The media responded with support both for these processes and for the outcomes which were achieved, as did the Prime Minister, the Defense Minister, senior officials within the health system and the army, and others – and quite rightly so!
Government expenditure on Procurement during this period stood at more than 4 billion shekels. Without my decision-making and navigation according to the standards I had set out, the same action framework would have cost an extra 1.5 billion shekels.

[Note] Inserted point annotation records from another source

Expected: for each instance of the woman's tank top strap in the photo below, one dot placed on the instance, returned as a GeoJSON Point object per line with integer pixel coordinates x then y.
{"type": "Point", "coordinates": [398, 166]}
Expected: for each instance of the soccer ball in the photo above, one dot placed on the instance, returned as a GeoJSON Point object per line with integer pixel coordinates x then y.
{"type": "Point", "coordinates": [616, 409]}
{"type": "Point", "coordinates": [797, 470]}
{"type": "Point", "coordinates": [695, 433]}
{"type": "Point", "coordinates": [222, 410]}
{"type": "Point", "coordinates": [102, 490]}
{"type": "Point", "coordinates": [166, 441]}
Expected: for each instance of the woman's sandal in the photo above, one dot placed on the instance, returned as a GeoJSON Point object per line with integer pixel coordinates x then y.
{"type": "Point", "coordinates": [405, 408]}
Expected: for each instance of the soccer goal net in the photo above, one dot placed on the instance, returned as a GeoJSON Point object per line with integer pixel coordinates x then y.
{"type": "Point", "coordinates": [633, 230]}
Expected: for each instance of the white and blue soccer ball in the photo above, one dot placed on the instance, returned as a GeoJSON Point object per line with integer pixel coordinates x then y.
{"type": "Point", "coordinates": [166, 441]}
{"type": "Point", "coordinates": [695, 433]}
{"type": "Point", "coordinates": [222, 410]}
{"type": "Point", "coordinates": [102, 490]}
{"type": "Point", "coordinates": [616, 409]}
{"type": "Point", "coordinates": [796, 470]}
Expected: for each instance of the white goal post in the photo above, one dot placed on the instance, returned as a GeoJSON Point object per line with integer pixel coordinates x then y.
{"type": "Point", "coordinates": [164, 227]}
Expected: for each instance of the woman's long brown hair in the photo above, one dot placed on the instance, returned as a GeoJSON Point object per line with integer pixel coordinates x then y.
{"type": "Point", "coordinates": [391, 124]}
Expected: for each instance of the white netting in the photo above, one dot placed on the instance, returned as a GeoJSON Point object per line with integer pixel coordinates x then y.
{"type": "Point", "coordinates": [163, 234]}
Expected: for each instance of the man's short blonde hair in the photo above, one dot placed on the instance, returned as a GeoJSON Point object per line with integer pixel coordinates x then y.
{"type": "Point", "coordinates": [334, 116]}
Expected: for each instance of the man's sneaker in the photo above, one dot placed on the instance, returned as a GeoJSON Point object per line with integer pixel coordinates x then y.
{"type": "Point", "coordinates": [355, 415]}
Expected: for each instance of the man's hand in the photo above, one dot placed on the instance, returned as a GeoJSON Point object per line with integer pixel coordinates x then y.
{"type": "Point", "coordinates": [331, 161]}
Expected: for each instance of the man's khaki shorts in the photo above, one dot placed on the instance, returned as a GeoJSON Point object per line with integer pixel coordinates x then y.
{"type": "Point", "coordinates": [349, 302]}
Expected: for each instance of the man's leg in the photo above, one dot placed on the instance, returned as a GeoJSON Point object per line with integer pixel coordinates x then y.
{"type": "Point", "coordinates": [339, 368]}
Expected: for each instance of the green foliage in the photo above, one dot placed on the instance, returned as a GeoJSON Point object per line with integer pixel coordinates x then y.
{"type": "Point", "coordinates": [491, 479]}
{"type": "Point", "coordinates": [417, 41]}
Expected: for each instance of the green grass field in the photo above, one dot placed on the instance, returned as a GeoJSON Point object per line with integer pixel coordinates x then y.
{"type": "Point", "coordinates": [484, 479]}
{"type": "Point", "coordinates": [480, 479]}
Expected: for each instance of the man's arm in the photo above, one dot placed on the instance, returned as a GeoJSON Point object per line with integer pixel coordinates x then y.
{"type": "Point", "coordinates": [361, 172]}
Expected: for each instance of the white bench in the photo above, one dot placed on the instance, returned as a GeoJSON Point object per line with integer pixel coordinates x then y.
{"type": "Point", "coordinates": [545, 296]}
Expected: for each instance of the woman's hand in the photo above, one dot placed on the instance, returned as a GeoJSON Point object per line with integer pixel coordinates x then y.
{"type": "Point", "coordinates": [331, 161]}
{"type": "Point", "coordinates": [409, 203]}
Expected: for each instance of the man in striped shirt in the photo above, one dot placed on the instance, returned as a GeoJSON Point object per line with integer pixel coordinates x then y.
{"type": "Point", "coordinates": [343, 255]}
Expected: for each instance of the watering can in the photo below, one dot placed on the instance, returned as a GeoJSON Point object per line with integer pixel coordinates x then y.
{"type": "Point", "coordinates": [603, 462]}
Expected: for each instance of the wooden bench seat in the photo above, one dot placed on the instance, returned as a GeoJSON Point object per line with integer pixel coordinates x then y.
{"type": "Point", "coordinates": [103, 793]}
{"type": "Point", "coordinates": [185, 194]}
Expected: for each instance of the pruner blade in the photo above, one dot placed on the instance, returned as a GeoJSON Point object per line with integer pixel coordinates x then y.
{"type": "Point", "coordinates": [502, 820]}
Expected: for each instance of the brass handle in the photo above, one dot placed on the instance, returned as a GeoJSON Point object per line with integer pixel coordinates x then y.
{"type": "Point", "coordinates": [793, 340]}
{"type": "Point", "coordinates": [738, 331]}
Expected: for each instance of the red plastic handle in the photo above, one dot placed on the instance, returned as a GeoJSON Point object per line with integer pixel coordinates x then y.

After following this style of leadership through six years of activity and 70 billion shekels of expenditure, this is what I want to point out: not one employee was fired and not a single business closed which related to the provision of supplies to the Ministry of Defense. This was despite having no consistent Budget Law (following a period when there were several elections), and by the exigencies of COVID-19. Despite those factors, we supplied the Israel Defense Force’s needs fully and, as noted, worked in conjunction with the industries and suppliers who contributed to this success.
In summary:
Every public servant should feel that they are a leader; they should lead by utilizing a strong ethical compass to create general confidence, to believe, to act, to take risks, and to be free from fear if they act with integrity and remain without any legal or ethical blemish.
It is a great privilege to be a public servant, a huge satisfaction to contribute towards the realization of dreams and visions on behalf of the public.
Best regards,
Avi Dadon
Get to know the author
Avi Dadon (WSL 2016) is a retired colonel and served in public security roles for most of his adult life in the Israel Defense Force and the Ministry of Defense. In his last role before retiring from public service, he acted as Deputy Director General and Head of the Directorate of Procurement in the Ministry of Defense (“MANHAR”). When the Covid 19 pandemic broke out, Avi led an unprecedented national procurement drive in a range of activities: national medical supplies, the opening of hotels for the isolated and the sick in order to relieve pressure on hospitals, setting up of testing sites, setting up of laboratories for processing the samples, and more. He is married to Riki, the father of 4 children, and the grandfather of 4.